Type | Weekly newspaper |
---|---|
Format | Tabloid |
Owner(s) | Jim Holman |
Publisher | Jim Holman |
Editor | Jim Holman |
Founded | October, 1972 |
Headquarters | San Diego, California, U.S. |
Circulation | 90,000 weekly |
Website | SanDiegoReader.com |
The San Diego Reader is the largest alternative press paper in the county of San Diego, distributed free in stands and private businesses throughout the county, funded by advertisements. Averaging 90,000 copies per issue, it reportedly has the largest circulation of any alternative weekly publication in the nation. It frequently presents an opposing viewpoint to the San Diego Union Tribune, the primary printed newspaper in the city.
The Reader was founded in 1972 by Jim Holman, a Carleton College graduate who was a member of the group which established the Chicago Reader. Although Holman briefly owned shares in the Chicago paper, none of the Chicago owners had an interest in the San Diego paper. Holman used the Reader format and nameplate with the blessings of his friends in Chicago.
Noted for its literary style of journalism and coverage of the arts, particularly film and theater, the Reader is recognized as a pioneer among alternative weeklies for both its creative nonfiction and its commercial scheme, using ad revenue (particularly from classifieds and entertainment promotions) to establish the practice of widespread free circulation, a cornerstone of today's alternative papers.
Published weekly since October 1972, the Reader is known as a showcase for San Diego writers and photographers.

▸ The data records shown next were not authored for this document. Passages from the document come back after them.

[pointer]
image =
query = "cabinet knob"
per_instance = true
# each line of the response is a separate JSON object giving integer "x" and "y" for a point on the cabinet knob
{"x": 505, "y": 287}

Each issue of the Reader is dated every Thursday and distributed free on Wednesday and Thursday via street boxes and cooperating retail outlets.

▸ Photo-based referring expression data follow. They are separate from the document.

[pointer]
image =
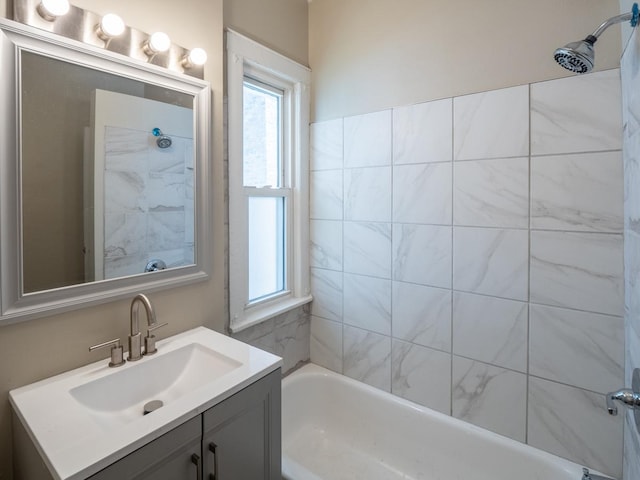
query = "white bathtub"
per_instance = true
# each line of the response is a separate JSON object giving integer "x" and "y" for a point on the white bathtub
{"x": 334, "y": 427}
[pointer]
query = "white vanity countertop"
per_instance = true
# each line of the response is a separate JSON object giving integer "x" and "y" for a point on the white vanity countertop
{"x": 77, "y": 441}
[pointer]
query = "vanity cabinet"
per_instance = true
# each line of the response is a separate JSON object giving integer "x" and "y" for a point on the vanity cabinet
{"x": 242, "y": 435}
{"x": 166, "y": 458}
{"x": 239, "y": 438}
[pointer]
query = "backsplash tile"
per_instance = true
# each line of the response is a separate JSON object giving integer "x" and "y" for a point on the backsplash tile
{"x": 422, "y": 315}
{"x": 421, "y": 375}
{"x": 491, "y": 261}
{"x": 581, "y": 349}
{"x": 576, "y": 114}
{"x": 367, "y": 357}
{"x": 367, "y": 140}
{"x": 577, "y": 270}
{"x": 574, "y": 424}
{"x": 422, "y": 133}
{"x": 422, "y": 193}
{"x": 490, "y": 397}
{"x": 326, "y": 200}
{"x": 491, "y": 124}
{"x": 327, "y": 288}
{"x": 422, "y": 254}
{"x": 492, "y": 330}
{"x": 327, "y": 145}
{"x": 579, "y": 192}
{"x": 367, "y": 194}
{"x": 326, "y": 244}
{"x": 326, "y": 343}
{"x": 504, "y": 264}
{"x": 369, "y": 304}
{"x": 367, "y": 248}
{"x": 492, "y": 193}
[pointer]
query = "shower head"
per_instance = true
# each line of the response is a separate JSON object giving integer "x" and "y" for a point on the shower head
{"x": 579, "y": 57}
{"x": 163, "y": 141}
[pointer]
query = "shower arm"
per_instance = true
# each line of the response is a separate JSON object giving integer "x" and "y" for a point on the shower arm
{"x": 632, "y": 16}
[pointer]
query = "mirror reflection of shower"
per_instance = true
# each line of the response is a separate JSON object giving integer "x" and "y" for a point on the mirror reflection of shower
{"x": 143, "y": 186}
{"x": 163, "y": 141}
{"x": 579, "y": 57}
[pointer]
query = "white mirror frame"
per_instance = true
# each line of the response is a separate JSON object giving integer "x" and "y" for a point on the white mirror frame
{"x": 16, "y": 306}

Specializing in feature stories, the Reader covers San Diego life in general, with emphasis on politics and the arts and entertainment. The Reader also publishes listings of movies, events, theater and music, restaurant and film reviews, and free classified advertisements for its readers. Its "City Lights" section contains short investigative reports into the dealings of the city, while the "Calendar" section highlights local society, things to do, places to eat, and the local music scene.

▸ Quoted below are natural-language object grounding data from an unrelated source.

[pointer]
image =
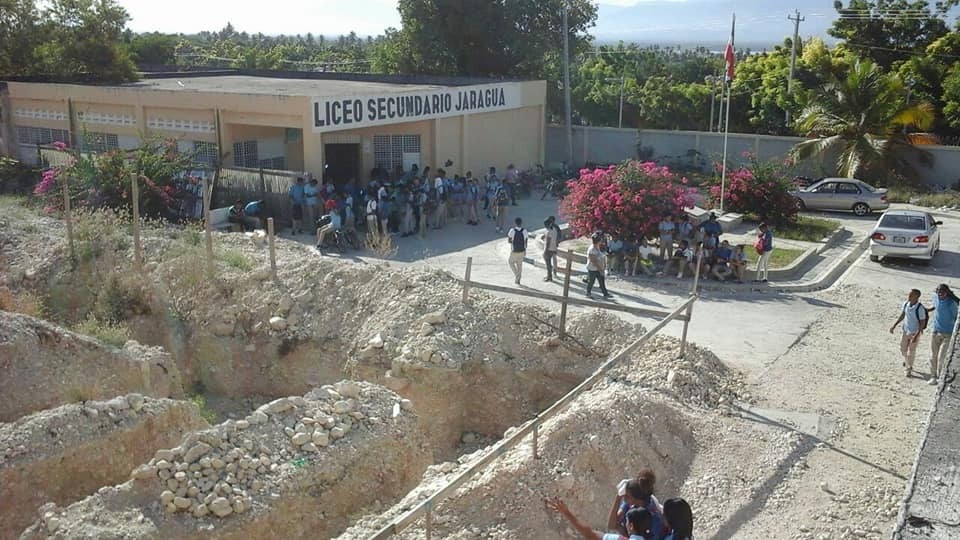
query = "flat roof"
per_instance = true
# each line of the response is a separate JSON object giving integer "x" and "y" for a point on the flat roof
{"x": 248, "y": 84}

Notable cover stories have included in-depth overviews chronicling San Diego history and pop culture, such as Before It Was the Gaslamp: Downtown’s Grindhouse Theater Row in the ‘70s,Gompers School Takes a Bow,The Rise and Fall of San Diego’s Pacific Comics,Pussycat Theaters – a Comprehensive History of a California Dynasty,Field of Screens: San Diego Drive-In Theater History 1947–2008, and Africans, Asians, Hispanics, and Hipsters: Changes in City Heights. The March 28, 2012 cover feature People Will Tell You That You're Late and You'll Hate Them for It., with confessions of a San Diego USPS mail carrier, earned national coverage on TV programs like 20/20 (U.S. TV series).